Week 5 – Lucy

The readings this week pushed me to grapple with my own disillusionment with the power that principals could have to make real transformative change in schools, or shape schools to be liberatory, in an oppressive school system.  As Lomotey (1993) describes, I have seen the ways that principals experience the tension between the “bureaucrat/administrator” role and the “ethno-humanist” role. More often than not, the bureaucrat role wins out in a system full of problematic, racist structures and procedures that principals are left to interpret and enforce – including high stakes testing that reifies a white-washed curriculum and problematic measures of “success”, inflexible credit and graduation requirements, inadequate funding and complex budget requirements, and so on.  At my last school, for example, my principal was so concerned about how student regents scores could affect the school’s rating and funding that he policed which students were allowed to sit for the exam – resulting in students feeling demoralized and frustrated, and teachers feeling constrained to teach to a test that was deeply problematic.

This tension made me think about our discussion last week, and the ways that the African-American women principals profiled in the articles named the explicit ways that they chose to actively operate against or outside specific policies in order to demonstrate radical care for their students – both as powerful acts of resistance and also as a frustrating reflection of the fact that policy in our school systems are shaped by oppressive forces rather than radical care.

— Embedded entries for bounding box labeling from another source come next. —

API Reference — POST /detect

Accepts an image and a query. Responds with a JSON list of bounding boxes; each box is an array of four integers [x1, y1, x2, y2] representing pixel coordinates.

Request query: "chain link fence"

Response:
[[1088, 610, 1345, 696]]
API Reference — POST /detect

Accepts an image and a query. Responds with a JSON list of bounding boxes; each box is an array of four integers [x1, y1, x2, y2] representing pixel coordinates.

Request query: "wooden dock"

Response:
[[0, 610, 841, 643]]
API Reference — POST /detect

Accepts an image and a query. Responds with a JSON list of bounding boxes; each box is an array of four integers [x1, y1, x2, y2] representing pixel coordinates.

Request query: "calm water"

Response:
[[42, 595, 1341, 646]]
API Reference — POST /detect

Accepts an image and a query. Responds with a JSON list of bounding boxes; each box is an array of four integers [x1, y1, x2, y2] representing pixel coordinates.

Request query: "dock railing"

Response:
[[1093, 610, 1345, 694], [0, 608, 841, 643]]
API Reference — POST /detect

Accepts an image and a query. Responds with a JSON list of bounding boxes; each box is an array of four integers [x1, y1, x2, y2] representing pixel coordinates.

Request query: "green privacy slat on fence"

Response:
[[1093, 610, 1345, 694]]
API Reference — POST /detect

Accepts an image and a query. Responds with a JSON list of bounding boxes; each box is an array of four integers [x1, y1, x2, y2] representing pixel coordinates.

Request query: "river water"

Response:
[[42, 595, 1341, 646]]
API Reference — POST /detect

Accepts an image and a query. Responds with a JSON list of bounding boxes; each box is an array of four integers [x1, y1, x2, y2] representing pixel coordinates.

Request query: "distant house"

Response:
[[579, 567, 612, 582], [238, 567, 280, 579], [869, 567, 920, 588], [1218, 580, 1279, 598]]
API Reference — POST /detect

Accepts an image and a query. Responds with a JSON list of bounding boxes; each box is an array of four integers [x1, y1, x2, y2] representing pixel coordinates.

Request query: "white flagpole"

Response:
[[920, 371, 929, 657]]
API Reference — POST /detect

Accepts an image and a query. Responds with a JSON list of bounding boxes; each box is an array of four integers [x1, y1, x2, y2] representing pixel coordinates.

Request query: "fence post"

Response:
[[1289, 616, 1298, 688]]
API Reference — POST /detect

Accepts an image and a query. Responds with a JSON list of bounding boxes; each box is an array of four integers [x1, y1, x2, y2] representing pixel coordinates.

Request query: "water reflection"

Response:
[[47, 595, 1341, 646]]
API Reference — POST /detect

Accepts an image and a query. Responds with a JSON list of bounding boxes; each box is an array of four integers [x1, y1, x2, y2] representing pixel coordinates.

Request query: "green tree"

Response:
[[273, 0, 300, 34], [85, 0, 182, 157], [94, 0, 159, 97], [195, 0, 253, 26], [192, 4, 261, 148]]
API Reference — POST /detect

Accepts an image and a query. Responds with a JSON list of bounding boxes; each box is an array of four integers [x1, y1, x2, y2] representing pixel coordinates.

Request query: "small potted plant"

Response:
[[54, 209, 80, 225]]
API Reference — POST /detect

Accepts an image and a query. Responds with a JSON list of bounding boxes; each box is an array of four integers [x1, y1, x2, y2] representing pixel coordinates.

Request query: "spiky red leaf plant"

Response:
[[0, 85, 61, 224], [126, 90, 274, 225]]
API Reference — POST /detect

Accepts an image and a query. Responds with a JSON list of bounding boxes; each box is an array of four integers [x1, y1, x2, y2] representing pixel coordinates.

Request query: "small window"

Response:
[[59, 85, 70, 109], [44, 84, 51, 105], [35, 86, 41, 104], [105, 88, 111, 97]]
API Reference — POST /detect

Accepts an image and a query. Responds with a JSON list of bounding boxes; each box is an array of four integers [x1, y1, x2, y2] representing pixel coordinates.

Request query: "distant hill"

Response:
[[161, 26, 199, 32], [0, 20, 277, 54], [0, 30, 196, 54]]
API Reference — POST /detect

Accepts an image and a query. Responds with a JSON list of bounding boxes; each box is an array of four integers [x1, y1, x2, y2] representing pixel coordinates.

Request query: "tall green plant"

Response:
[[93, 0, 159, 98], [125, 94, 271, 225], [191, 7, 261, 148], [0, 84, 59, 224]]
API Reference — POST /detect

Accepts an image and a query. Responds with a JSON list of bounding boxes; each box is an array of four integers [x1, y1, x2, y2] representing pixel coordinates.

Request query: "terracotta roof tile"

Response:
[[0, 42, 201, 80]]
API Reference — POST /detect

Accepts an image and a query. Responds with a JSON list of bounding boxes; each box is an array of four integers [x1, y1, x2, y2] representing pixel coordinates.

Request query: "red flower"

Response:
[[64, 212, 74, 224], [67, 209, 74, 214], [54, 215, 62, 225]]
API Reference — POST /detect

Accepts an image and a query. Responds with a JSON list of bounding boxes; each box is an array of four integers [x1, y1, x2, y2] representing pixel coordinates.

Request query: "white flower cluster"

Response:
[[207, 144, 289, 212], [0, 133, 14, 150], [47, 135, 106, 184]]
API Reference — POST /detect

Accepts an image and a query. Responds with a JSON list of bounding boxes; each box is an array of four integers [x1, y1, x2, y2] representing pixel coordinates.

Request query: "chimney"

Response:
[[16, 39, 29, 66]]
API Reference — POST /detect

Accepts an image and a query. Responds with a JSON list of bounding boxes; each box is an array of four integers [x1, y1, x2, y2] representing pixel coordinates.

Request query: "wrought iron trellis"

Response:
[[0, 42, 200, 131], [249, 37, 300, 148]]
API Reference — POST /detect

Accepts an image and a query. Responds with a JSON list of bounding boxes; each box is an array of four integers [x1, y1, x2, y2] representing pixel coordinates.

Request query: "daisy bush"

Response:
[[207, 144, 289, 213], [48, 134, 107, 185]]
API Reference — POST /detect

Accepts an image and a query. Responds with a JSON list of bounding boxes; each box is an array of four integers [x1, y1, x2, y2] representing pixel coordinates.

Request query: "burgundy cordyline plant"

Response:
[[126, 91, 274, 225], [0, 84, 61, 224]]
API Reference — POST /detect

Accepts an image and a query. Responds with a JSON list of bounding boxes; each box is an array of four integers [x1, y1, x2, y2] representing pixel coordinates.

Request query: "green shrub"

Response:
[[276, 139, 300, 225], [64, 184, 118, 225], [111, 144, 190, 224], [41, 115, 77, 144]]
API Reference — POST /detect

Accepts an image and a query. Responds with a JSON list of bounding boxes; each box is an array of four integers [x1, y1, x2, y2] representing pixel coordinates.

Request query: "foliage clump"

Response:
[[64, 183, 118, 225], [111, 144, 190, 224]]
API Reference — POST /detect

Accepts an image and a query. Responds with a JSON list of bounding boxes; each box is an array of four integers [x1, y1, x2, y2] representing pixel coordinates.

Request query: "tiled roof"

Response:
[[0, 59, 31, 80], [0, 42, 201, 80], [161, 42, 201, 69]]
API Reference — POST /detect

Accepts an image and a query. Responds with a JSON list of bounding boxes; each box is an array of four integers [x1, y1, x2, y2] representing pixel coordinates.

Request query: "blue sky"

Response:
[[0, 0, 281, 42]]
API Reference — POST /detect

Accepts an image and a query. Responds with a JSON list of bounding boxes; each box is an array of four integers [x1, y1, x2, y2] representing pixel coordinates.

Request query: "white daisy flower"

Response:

The Khalifa et al reading created some openings and possibilities that gave me more of a sense of hope for what could be possible.  As they write, culturally responsive school leadership is “not only liberatory and antioppressive, it is also affirmative” (p. 1278).  They describe practices that encourage critical self-reflection, and a shift in school priorities that focus on “connections with other people and putting people and individual contextual circumstances before bureaucratic rules and regulations” in ways that “empower their students” (p. 1291). They highlight ways that principals can shift the measures that are used to evaluate the school – gathering information from families about their priorities, and “interrogating … exclusionary and marginalizing behaviors” from teachers – including disproportionate and racilaized discipline, and even making the “hard decision to counsel out those teachers who recognize this work is not for them” (p. 1281).  I am still left wondering about how much change can be made without a total transformation of the system. I am also left wondering about the structure of principalship itself – is there another way to organize a school that doesn’t place a single principal as the ultimate leader and power-holder?  That redistributes power and agency across the school’s stakeholders and community members?